Although the authorities were unable to extract a specific plan of the uprising from him despite the torture, he was sentenced to death for rioting . On March 30, he and his followers were executed for political unrest in Stuttgart, Tübingen and Nürtingen . Bader was taken through the streets of Stuttgart in a cart and pinched in each quarter with red-hot pliers. At the place of execution, the executioner pressed a glowing crown on his head. He was then beheaded with his own gilded sword and then burned at the stake .

Christening succession

The line of baptismal succession goes back to Augustin Bader via Jakob Gross (winter 1526/27), Balthasar Hubmaier (Easter 1525), Wilhelm Reublin (January 1525), Jörg Blaurock (January 1525) to Konrad Grebel (January 1525). The dates in brackets indicate the respective baptism date. Evidence of this can be found in the biography articles of the persons mentioned.

literature

Web links

Individual evidence

  1. On Bader's biography cf.

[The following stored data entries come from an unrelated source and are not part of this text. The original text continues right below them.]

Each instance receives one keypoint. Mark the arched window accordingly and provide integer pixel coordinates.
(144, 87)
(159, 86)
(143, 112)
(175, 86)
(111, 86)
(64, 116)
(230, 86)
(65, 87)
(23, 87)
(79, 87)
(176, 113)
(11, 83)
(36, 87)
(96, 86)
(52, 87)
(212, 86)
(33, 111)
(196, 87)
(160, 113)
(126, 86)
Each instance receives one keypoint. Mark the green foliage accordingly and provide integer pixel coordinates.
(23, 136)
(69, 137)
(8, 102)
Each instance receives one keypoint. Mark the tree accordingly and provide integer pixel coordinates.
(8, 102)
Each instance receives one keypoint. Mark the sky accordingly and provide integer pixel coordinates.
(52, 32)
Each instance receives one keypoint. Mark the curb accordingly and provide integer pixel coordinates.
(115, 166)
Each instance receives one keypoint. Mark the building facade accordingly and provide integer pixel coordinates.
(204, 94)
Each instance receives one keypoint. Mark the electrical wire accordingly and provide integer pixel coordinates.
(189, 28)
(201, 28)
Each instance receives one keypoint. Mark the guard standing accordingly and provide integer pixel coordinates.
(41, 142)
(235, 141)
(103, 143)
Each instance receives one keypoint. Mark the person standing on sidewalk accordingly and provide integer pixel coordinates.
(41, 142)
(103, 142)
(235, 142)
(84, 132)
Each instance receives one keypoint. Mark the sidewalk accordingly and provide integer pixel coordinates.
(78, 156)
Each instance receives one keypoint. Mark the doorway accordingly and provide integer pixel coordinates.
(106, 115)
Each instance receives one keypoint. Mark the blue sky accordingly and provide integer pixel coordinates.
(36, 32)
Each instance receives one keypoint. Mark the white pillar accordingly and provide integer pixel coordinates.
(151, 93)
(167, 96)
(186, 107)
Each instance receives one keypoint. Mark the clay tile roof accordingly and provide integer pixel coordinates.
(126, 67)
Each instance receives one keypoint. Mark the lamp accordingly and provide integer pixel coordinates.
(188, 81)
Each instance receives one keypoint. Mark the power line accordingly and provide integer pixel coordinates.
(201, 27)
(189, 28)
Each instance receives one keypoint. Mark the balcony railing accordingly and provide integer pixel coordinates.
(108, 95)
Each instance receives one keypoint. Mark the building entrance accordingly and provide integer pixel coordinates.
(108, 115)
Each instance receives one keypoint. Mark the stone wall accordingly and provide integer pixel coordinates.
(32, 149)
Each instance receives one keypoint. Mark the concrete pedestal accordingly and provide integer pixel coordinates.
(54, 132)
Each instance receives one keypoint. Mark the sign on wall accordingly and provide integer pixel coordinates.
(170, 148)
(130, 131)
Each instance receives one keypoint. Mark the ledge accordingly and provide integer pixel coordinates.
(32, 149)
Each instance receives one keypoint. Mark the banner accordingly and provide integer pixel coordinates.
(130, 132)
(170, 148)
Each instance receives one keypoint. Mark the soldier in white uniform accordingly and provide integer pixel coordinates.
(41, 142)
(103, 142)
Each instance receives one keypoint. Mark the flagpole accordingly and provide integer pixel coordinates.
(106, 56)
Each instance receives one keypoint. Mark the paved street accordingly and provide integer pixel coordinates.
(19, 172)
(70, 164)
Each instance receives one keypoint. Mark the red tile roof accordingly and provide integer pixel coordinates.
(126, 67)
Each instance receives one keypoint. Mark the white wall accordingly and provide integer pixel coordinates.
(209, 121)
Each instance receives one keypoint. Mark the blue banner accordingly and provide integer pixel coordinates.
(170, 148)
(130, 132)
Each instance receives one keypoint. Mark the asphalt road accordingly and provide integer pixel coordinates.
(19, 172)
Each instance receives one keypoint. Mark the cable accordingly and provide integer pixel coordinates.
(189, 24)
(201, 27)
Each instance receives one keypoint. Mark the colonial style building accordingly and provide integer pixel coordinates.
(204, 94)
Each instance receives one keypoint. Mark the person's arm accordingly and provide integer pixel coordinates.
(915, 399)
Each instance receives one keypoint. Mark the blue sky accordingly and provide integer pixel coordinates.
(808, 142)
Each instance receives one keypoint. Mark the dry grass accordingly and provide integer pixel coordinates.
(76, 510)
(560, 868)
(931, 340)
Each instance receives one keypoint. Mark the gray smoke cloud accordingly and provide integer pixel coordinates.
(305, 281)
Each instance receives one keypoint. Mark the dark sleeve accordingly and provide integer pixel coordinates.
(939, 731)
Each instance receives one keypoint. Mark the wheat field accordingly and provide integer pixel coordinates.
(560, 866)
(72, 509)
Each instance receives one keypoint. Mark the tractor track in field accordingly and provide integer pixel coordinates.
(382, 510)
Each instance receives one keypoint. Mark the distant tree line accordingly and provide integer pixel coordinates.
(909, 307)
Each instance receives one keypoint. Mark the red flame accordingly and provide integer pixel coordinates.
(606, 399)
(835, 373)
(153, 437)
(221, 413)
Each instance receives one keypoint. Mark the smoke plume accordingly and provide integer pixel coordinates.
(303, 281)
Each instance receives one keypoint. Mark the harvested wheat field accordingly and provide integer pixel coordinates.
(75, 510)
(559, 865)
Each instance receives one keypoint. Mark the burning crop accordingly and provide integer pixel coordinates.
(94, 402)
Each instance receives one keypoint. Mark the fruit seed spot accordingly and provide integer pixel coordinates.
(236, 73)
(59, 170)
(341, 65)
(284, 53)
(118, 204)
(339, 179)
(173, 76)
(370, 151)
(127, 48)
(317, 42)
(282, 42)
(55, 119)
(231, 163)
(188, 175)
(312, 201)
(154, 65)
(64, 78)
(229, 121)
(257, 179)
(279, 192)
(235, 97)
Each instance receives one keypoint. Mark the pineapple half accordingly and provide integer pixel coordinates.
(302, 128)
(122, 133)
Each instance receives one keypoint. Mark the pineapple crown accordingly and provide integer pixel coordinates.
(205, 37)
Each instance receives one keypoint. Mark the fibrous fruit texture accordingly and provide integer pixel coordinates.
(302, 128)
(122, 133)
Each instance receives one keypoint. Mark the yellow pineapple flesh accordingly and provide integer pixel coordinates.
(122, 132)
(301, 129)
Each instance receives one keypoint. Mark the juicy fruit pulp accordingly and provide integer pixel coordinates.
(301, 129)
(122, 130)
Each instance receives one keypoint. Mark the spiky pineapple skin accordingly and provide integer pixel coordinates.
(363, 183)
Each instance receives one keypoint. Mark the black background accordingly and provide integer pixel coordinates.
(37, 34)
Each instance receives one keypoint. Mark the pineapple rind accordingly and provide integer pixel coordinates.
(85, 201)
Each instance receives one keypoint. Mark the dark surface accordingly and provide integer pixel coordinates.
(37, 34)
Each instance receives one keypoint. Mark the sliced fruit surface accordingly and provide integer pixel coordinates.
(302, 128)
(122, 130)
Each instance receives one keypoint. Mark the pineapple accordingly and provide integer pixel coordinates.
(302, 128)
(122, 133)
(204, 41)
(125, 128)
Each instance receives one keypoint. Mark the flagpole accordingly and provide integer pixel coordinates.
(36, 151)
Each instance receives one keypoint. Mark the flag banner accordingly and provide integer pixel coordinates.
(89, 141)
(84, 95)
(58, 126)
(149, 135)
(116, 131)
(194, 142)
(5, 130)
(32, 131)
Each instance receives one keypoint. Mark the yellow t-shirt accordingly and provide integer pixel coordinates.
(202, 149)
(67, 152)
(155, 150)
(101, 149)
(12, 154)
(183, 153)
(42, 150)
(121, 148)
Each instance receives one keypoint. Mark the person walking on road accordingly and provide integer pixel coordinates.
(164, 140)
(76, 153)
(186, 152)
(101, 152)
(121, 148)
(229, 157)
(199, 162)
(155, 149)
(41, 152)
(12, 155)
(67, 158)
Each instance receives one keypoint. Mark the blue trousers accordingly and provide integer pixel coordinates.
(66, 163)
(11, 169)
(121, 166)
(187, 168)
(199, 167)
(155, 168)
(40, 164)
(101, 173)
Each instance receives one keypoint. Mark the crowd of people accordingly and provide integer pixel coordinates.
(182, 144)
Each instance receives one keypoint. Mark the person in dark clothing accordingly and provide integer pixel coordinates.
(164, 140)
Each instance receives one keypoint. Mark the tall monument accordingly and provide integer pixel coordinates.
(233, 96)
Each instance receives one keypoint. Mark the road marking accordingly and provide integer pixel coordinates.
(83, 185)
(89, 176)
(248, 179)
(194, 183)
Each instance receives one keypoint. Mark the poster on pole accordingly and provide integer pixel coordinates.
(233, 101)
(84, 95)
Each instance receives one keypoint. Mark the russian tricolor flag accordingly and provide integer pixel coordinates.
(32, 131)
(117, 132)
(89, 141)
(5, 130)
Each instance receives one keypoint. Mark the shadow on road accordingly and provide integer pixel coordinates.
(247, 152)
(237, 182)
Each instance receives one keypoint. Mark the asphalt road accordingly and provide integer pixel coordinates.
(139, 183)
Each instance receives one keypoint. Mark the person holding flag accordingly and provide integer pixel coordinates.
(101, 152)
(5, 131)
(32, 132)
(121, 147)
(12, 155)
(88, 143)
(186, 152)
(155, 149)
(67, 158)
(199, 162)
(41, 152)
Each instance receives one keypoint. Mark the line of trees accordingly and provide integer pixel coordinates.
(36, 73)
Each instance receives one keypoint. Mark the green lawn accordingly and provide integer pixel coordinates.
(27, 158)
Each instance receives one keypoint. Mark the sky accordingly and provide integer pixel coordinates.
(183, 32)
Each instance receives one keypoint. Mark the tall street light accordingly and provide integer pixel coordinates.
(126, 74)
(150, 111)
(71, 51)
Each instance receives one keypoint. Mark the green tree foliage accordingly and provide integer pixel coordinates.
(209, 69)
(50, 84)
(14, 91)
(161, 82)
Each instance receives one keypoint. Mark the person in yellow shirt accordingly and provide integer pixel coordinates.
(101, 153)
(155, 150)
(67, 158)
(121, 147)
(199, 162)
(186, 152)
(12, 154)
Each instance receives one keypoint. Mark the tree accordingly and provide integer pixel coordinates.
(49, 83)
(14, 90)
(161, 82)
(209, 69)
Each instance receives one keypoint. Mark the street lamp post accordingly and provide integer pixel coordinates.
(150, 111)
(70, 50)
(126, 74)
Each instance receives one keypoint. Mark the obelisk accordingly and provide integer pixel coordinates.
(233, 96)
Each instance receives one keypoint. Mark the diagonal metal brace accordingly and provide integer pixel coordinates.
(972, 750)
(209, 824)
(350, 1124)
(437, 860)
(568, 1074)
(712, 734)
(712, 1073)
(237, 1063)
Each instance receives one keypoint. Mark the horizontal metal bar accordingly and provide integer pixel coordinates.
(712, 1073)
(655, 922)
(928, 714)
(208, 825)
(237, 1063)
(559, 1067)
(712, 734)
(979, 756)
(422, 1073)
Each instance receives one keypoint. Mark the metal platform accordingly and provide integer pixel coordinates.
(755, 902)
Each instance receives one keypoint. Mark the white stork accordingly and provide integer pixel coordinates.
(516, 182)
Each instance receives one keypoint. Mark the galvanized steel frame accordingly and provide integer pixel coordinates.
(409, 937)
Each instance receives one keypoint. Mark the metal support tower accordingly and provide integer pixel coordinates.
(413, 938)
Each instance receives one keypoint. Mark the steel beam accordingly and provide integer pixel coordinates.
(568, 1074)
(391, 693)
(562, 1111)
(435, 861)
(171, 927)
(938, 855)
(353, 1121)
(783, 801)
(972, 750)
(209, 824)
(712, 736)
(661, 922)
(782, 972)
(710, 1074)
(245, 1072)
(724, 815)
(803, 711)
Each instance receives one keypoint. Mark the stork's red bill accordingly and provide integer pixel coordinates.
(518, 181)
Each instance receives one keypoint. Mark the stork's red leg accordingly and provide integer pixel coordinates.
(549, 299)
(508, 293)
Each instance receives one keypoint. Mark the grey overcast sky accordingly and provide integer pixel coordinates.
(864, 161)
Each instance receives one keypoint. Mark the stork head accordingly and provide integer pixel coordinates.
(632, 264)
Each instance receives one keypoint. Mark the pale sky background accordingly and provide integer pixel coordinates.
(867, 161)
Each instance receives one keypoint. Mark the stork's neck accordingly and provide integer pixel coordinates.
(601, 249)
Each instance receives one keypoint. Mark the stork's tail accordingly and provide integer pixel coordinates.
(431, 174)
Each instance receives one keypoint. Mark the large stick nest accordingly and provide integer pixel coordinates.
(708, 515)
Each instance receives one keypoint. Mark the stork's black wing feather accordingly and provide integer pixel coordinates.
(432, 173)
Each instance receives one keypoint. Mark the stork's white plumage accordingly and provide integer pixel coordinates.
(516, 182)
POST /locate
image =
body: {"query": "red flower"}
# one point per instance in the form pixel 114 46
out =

Schubert: Anabaptism and Kabbalah (2008), pp. 33–69, 104–202.
  2. Langenmantel was banished from Augsburg on October 24, 1527. Bader met Langenmantel in a hiding place in Leitersheim . Schubert: Anabaptism and Kabbalah (2008), p. 55ff.
  3. ^ Schubert: Anabaptism and Kabbalah (2008), p. 66ff.
  4. ^ Voss: Controversial Redeemers (2007), p. 143.
  5. ^ Schubert: "MennLex V"
  6. ^ Schubert: Anabaptism and Kabbalah (2008), p. 109ff.
  7. ^ Schubert: Anabaptism and Kabbalah (2008), pp. 123ff.
  8. Schubert: Anabaptism and Kabbalah (2008), pp. 125ff.
  9. ^ Schubert: Anabaptism and Kabbalah (2008), p. 131f.
  10. Schubert: Anabaptism and Kabbalah (2008), p. 141.
  11. Schubert: Anabaptism and Kabbalah (2008), pp. 142ff.
  12. ^ Voss: Controversial Redeemers (2007), p. 147ff.
  13. ^ Bossert: Augustin Bader (1913/1914)
  14. Gustav Bossert: Sources for the history of the Anabaptists. Vol. 1, Duchy of Württemberg, Leipzig 1930, pp. 921-988
  15. ^ Adolf Laube: Pamphlets from the Peasants' War to the Anabaptist Empire (1525-1535). Berlin 1992, pp. 984-996.
  16. An interrogation protocol can be found in Kasimir Walchner, Johann Bodent: Biographie des Truchsessen Georg III. von Waldpurg , Constanz 1832, p. 362ff (Appendix LI); on-line
  17. ^ Schubert: MennLex V
  18. According to a report from 1530. Schubert: Täufertum und Kabbalah (2008), pp. 201f.